“La paix en Côte d’Ivoire, c’est pour demain”
Jan 07, 2006
Comme chaque année, les Chrétiens ont célébré, dans la joie et la ferveur, la naissance de l’enfant Jésus
(Le Patriote No. 1872 du Lundi 26 Décembre 2005) «Joyeux Noël à tous, partez en paix, que l’année 2006 soit celle de la réunification de la Côte d’Ivoire». C’est avec ce vœu que le Cardinal Bernard Agré, Archevêque d’Abidjan a conclu sa célébration liturgique de la messe du 24 décembre 2005, veille de la naissance de Jésus-Christ.
Cette année, comme depuis trois ans déjà, les chrétiens de Côte d’Ivoire ont célébré la fête de la nativité dans un pays divisé en deux, suite à une crise politico-militaire. C’est donc eu égard à cette situation que l’homélie du Cardinal a porté sur «la libération et la paix». Dans une cathédrale Saint Paul du Plateau bondée de monde, l’Archevêque d’Abidjan a prié afin que «le peuple de Côte d’Ivoire sorte des ténèbres et marche vers la lumière».

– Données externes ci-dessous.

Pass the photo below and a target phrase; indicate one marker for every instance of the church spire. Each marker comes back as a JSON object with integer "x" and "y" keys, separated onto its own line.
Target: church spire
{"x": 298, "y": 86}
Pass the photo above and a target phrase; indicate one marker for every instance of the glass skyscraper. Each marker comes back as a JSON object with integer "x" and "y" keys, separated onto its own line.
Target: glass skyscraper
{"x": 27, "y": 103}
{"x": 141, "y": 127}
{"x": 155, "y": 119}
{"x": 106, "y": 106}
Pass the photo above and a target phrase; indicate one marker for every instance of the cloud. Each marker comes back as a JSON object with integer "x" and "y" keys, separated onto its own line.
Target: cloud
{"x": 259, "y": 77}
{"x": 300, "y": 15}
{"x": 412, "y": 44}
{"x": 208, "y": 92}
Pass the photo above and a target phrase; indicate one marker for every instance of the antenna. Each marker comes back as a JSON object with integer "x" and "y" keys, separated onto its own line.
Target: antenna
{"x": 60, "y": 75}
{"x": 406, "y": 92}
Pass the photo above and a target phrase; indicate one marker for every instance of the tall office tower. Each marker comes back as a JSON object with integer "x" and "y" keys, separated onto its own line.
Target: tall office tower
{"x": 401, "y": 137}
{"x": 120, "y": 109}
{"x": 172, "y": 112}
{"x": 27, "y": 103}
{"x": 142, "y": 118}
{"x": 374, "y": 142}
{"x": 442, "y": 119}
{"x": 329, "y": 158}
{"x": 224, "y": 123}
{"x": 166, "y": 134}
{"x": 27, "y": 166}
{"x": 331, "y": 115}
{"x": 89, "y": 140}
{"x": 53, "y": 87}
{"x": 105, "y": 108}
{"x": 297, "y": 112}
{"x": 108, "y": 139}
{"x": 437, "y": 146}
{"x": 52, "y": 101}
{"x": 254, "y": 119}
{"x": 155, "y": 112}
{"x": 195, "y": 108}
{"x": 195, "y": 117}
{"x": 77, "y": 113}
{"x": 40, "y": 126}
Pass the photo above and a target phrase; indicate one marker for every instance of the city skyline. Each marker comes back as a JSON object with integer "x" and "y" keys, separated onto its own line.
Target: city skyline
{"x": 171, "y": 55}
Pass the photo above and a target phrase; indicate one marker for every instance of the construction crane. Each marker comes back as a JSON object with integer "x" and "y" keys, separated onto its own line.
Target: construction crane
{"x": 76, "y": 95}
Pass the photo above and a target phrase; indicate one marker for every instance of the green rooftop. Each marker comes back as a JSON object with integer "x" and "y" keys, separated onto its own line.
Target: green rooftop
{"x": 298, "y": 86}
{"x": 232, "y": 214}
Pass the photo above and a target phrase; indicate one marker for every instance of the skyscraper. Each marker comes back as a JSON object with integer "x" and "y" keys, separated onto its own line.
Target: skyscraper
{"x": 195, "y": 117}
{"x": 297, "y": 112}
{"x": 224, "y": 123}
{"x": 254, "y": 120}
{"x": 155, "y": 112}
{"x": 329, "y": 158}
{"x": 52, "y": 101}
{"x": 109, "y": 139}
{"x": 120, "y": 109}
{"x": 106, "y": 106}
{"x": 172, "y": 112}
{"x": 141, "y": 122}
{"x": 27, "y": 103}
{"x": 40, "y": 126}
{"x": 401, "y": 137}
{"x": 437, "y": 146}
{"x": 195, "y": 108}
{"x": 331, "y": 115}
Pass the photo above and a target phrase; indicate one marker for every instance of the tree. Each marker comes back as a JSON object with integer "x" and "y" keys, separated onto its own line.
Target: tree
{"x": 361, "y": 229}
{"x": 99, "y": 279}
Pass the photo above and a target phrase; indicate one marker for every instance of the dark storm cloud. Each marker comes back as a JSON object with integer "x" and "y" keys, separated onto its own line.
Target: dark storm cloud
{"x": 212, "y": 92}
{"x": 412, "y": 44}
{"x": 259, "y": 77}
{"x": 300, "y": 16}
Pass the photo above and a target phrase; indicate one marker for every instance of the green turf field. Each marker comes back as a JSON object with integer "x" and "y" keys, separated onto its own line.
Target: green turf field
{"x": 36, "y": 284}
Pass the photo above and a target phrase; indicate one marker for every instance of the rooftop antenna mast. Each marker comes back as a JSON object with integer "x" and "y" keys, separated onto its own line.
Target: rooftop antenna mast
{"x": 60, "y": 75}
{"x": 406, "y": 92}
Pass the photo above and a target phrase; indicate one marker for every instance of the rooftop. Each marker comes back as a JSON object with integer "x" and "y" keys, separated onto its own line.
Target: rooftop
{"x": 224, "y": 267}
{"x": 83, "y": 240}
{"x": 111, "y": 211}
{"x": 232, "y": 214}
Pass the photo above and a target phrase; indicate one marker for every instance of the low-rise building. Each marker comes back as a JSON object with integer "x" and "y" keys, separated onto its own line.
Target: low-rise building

Convaincu que «le Messie» ne peut laisser le peuple blessé, piétiné et précipiter la descente de celui-ci aux enfers, l’homme de Dieu a déclaré: «La paix en Côte d’Ivoire c’est pour demain (…) Et maintenant, aucune raison, aucune puissance négative ne doit arrêter notre marche vers la réconciliation et la paix». Après avoir tout essayé, ballottée, ridiculisée, frustrée dans tant de capitales, la Côte d’Ivoire, a poursuivi le Cardinal Agré, a besoin que le Sauveur organise, avec toutes les âmes de bonne volonté d’ici et d’ailleurs, l’opération ‘’espoir’’. Ceci, afin que, dès le début de l’an 2006, le peuple de Côte d’Ivoire reprennent souffle et vie.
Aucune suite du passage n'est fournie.